8. Anılan Kanun’un “Hükmün kapsamı” başlıklı 297. maddesinin (1) numaralı fıkrasında hükmün Türk Milleti Adına verileceği belirtilmiş; söz konusu fıkranın (ç) bendinde hüküm sonucu, yargılama giderleri ile taraflardan alınan avansın harcanmayan kısmının iadesi hükmün kapsadığı hususlar arasında sayılmıştır.

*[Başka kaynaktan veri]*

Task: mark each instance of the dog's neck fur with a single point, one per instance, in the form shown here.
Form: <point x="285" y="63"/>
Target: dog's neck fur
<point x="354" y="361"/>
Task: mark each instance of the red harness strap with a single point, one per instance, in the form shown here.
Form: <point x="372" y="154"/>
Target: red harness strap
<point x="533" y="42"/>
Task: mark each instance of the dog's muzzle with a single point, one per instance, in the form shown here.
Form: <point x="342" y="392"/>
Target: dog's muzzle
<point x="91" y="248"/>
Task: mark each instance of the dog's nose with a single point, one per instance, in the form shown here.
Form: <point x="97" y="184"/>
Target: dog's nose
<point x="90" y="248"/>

Maddenin (2) numaralı fıkrasında ise hükmün sonuç kısmında gerekçeye ait herhangi bir söz tekrar edilmeksizin taleplerden her biri hakkında verilen hükümle, taraflara yüklenen borç ve tanınan hakların sıra numarası altında açık, şüphe ve tereddüt uyandırmayacak şekilde gösterilmesi gerektiği ifade edilmiştir.
9. Kanun’un “Hüküm nüshası” başlıklı 301. maddesinin (2) numaralı fıkrasında taraflardan her birine verilen hüküm nüshasının ilam olduğu belirtilmiştir.

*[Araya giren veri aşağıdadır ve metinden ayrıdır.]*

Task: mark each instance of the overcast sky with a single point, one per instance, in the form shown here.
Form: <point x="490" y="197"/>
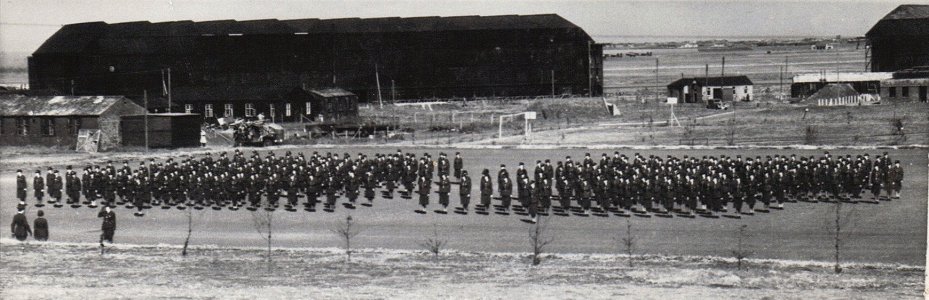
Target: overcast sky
<point x="25" y="24"/>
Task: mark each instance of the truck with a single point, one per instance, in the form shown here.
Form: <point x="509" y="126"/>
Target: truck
<point x="256" y="133"/>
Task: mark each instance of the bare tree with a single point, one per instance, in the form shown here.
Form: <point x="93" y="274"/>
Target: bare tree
<point x="434" y="244"/>
<point x="346" y="231"/>
<point x="263" y="221"/>
<point x="628" y="242"/>
<point x="539" y="238"/>
<point x="839" y="221"/>
<point x="740" y="253"/>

10. İlamların cebri icrası 9/6/1932 tarihli ve 2004 sayılı İcra ve İflas Kanunu hükümlerine göre icra mercilerince gerçekleştirilmektedir. Bu kapsamda anılan Kanun’un “İcra daireleri:” başlıklı 1. maddesinin birinci fıkrasında her asliye mahkemesinin yargı çevresinde yeteri kadar icra dairesinin bulunacağı öngörülmüştür.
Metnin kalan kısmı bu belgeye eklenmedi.